Well, let’s take the medical or life sciences industry for example. I saw a great article on Reuters this morning showing a Universal Robot capable of handling some of the “hands on” tasks that are exposing doctors in China (and elsewhere – but this article is coming from Shanghai) to Covid-19, the Corona virus. By using a collaborative robot to gather samples, conduct ultrasounds, and administer tests staff are not exposed to the pathogens, and can actually diagnose patients remotely.

This isn’t new. One of our other partners, KUKA, has been in the field for a number of years providing their LBR series of robots. These robots are fantastic aids for applications ranging from diagnostics, to treatment, and even surgical interventions. The LBR is certified to the internationally recognized CB Scheme. (I will warn you, the website is in German, so you might want a browser that can translate for you.)

KUKA also has robots for higher payloads within the medical industry. They are suitable for things like: patient positioning, moving heavy equipment (like x-rays around a patient), or even attacking tumors. Videos of both are below.

Last, but certainly not least, MiR. You have probably seen a lot of pictures and videos of these robots moving pallets, or towing carts; but have you thought about how great they can be in a hospital setting?

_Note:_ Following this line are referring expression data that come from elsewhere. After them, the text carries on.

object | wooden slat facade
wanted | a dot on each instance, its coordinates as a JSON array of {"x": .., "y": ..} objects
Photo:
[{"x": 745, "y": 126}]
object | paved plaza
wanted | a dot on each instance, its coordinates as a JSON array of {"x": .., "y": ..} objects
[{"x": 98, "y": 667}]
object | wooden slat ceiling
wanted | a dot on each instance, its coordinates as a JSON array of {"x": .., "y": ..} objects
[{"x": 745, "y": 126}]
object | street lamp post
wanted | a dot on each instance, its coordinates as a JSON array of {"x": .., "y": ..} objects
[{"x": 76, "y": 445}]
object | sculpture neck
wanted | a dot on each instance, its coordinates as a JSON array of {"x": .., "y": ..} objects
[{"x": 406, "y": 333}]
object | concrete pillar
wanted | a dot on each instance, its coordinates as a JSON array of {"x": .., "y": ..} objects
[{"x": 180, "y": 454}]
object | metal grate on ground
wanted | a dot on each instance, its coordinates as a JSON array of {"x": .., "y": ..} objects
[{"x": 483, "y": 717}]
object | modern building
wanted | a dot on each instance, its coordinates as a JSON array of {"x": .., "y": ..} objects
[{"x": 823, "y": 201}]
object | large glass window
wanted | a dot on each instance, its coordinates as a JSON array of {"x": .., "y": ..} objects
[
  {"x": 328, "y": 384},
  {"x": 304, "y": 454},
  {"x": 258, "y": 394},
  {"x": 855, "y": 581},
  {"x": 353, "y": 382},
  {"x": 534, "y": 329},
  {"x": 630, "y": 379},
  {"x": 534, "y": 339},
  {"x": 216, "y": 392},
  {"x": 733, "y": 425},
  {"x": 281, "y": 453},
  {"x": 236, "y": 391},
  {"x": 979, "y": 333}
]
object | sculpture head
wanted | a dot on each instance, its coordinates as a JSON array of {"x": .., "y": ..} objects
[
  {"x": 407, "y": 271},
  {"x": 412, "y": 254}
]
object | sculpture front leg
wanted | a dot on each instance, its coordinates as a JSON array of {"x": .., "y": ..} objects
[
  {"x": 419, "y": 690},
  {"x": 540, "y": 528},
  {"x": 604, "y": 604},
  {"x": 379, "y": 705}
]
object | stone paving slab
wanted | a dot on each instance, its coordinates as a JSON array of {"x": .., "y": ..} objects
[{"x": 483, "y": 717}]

The MiR can be integrated with elevators and doors so that it can enter a clean room and distribute sterile goods, or it can bring medications to a quarantined room so that nurses don’t have to gown up to enter, remove their protective covering to leave to get supplies, and then gown up again to bring them in. A locked case on top of a mobile robot can bring greater efficiency to the system. There are many possibilities.

Frankly, there are probably a hundred more ways that collaborative robots can be used to increase safety and efficiency in the hospital and life sciences setting. I think we will see more and more applications and requests for automation from this sector as we go forward.

So, don’t get hedged in thinking that robots are only for manufacturing. Industry is industry, and the future is collaborative!